In a Washington, DC, conference room soundproofed to thwart eavesdropping, five linguists working for the government-speaking on condition their names not be published-describe the monumental task they face analyzing foreign-language intercepts in the age of terror.
Around the table are experts in Arabic, Russian, Chinese, and Italian, and a woman who is one of the government’s few speakers of Dari, a language used in Afghanistan. They are young; three are in their 20s, the others in their 30s and 40s. But they are increasingly vital to U.S. national security: they are the front-line translators analyzing language that is messy, complicated, and fragmented but may give clues to an impending terrorist attack.
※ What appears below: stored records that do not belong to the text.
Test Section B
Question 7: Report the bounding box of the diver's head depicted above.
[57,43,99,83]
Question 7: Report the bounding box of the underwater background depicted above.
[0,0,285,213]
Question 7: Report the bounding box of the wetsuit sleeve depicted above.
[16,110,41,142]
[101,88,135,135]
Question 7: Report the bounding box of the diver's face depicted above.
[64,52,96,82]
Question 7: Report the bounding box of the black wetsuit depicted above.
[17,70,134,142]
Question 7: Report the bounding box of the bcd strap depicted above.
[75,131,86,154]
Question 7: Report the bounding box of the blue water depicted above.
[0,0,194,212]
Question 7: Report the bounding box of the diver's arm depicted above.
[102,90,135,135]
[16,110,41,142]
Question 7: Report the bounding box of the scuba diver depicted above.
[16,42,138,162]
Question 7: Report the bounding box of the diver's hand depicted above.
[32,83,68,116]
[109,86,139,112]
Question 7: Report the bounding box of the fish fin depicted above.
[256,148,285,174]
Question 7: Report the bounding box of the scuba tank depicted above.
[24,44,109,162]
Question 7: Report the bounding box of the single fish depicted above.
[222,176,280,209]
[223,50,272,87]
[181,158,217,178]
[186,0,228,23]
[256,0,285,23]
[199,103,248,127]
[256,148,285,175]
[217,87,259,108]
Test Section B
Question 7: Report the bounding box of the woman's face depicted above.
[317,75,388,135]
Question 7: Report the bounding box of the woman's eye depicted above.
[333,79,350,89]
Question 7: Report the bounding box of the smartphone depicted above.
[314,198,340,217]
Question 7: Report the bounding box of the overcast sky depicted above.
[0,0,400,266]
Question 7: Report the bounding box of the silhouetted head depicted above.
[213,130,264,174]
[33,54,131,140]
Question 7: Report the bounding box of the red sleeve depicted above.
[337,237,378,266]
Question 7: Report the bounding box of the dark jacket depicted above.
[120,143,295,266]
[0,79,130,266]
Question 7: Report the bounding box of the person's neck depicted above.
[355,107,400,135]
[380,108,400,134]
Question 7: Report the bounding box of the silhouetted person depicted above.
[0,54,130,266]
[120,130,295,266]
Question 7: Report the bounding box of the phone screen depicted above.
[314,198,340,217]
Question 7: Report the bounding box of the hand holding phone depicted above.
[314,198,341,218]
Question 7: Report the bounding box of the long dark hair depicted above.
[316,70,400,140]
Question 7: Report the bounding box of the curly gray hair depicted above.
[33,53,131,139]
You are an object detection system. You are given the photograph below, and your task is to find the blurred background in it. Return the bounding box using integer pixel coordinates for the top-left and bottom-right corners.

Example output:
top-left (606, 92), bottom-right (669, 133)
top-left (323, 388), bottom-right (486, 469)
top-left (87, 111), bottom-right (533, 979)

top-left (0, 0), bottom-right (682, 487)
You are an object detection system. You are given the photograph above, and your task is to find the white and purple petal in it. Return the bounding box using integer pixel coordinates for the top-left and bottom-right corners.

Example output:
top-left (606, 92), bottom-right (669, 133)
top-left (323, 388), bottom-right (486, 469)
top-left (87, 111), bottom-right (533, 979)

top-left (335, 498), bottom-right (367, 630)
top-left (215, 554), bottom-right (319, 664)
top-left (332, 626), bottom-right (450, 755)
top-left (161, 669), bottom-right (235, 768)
“Analyze” is the operative word here-not just “translate.” Poring over documents and audio clips, the five-along with thousands of other government or contract linguists who do similar work-struggle to pull out single words, isolate fragments of information, weave intelligence out of the fragments, and generally perform linguistic triage on the flood of raw material collected daily by the CIA, FBI, Department of Defense, and other sources. One linguist tells of having to dig through a filthy box of documents, reeking of gasoline, that had just come off a plane from Afghanistan. Another describes decoding a handwritten note whose signature-a key clue to its intelligence value-was half ripped off. Another recounts listening to an intercepted cell-phone conversation, in Russian, between two men in a noisy outdoor marketplace. One man was stuttering; that could have indicated he was nervous, which might or might not reflect the importance of the conversation. “It’s like looking at the pieces of a jigsaw puzzle,” without the box-top that shows what the picture is supposed to look like, says the Chinese linguist. “And maybe the pieces don’t fit together. You have to brush off the dust and say, what do I do next?”
Beyond these physical and contextual stumbling blocks, analysts face challenges from the languages themselves. Al-Qaeda members tend to speak an Arabic saturated with cultural and historical allusions; that makes it tough to distinguish religious dialogue from attack plans. And some of the terror group’s members aren’t native speakers of the language, which means they make unusual word choices, pronounce words differently, and commit many grammatical errors. “We have a lot of practice dealing with the Soviet model or the European model of conversation,” but not as much with cultures in which direct, plain language is rare, says Everette Jordan, a former National Security Agency linguist who arranged for the five linguists to meet with Technology Review. “It’s not the where, what, how, and when. It’s the why, and the why not. That’s what we’re encountering a lot.”
The costs of failing to clarify what adversaries mean in a timely manner are high. That was made clear during Congressional investigations into the intelligence lapses that led up to the September 11 attacks. In perhaps the most glaring example, on Sept. 10, 2001, according to June 2002 news reports, the NSA intercepted two Arabic-language messages, one that said “Tomorrow is zero hour” and another that said “The match is about to begin.” The sentences weren’t translated until Sept. 12, 2001. The revelation underscored the fact that the U.S. government faces a serious crisis in its ability to store, analyze, search, and translate data in dozens of foreign languages.
It’s a crisis that’s getting worse-literally, by the hour. The backlog of unexamined material is so large, it’s measured not in mere pages but in cubic meters. Consider that every three hours, NSA satellites sweep up enough information to fill the Library of Congress. And the NSA is only one intelligence agency. Somewhere in that massive haystack might be a needle about two kilobytes in size-the amount of data in a single typewritten page-in which terrorists let slip their plans.
And although there’s a well-reported shortage of qualified translators to help search for that needle, there’s a systemic problem, too. This deluge of intelligence is absorbed by a federal intelligence-gathering bureaucracy that is sprawling and balkanized. Four branches of the military, 13 intelligence agencies, and the State Department’s diplomatic corps all have their own creaky systems built up over decades. Each agency houses-some say hoards-its own set of translators, analysts, and databases. Indeed, well before September 11, experts knew that the government’s translation infrastructure wasn’t only overwhelmed; it was obsolete. But the attacks provided the motivation to rethink, from the ground up, how translation gets done. “We’re going through a cultural change right now,” the Chinese linguist says. “We have to find the tools for the job.”